Are You Breaking the Law When Using Web Scrapers?
What is web scraping?
Web scraping is a technique that automates gathering significant amounts of data from a website in real-time without the need for a massive roll-out of hardware. Typically this data exists as an unstructured HTML. Web scrapers convert this raw and unorganized information into a structured format, such as a spreadsheet or a database, to make it more accessible.
Is it illegal to use a scraper?
In short: it is perfectly legal as long as you're collecting data that is publicly available on the Internet. However, be cautious when working with certain types of information. Personal data, intellectual property, and confidential stuff are all protected by international regulations. This article covers all these aspects, so don't worry. Everything will be explained.
Now, on to the details:
When we start unpacking the legal side of any phenomenon, it's usually a breeze if it has a long history. For example, if it was mentioned countless times in the laws, backed by many court rulings, official explanations, and tons of fancy scholarly works. But scraping doesn't quite fit that mold. Lawyers that lived 100 years ago had no clue about it, the laws don't directly address it, and there's a serious scarcity of court cases and academic papers on the subject. The best approach is to contemplate which existing legal principles could potentially be applied to scraping and how they might be relevant.

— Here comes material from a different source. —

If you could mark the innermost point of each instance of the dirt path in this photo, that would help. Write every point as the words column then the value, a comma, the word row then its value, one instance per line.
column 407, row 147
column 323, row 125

In many countries, the laws imply that every individual has the fundamental right to seek and receive publicly available information through lawful means freely. But here's the burning question: is it truly as simple as it sounds, or is there more to the story?
Is data scraping legal in the EU?
In the European Union, text and data mining is allowed by using automated analytical methods to analyze digital text and data to generate information such as patterns, trends, and correlations.
The last phrase is a significant deal. It means that scraping copyrighted content is only okay if you use it to generate information. So, for example, you can scrape a webpage to get prices or analyze books for some language analysis magic. But you can't scrape news articles and go on to publish them on your own website. Also, remember that you can only scrape stuff you can access legally, like publicly available data.
Furthermore, the content owner may explicitly forbid scraping their content in a machine-readable format. While the EU law does not provide specific guidelines on the structure of a machine-readable format, it is generally understood that website owners can utilize robots.txt (we will explain it further). If the URLs you intend to scrape are listed as disallowed in robots.txt, you better steer clear. Otherwise, you're walking on the thin line of potentially violating the owners' copyright.
In other words, if robots.txt gives the green light to your robot, you can scrape. Regarding the legal side of things, the status of robots.txt is hazy. On the one hand, this file indirectly hints at the website owner's intentions. On the other hand, it's all in a language only machines can understand, making it quite a challenge to consider it a "contract in writing" (at least for now).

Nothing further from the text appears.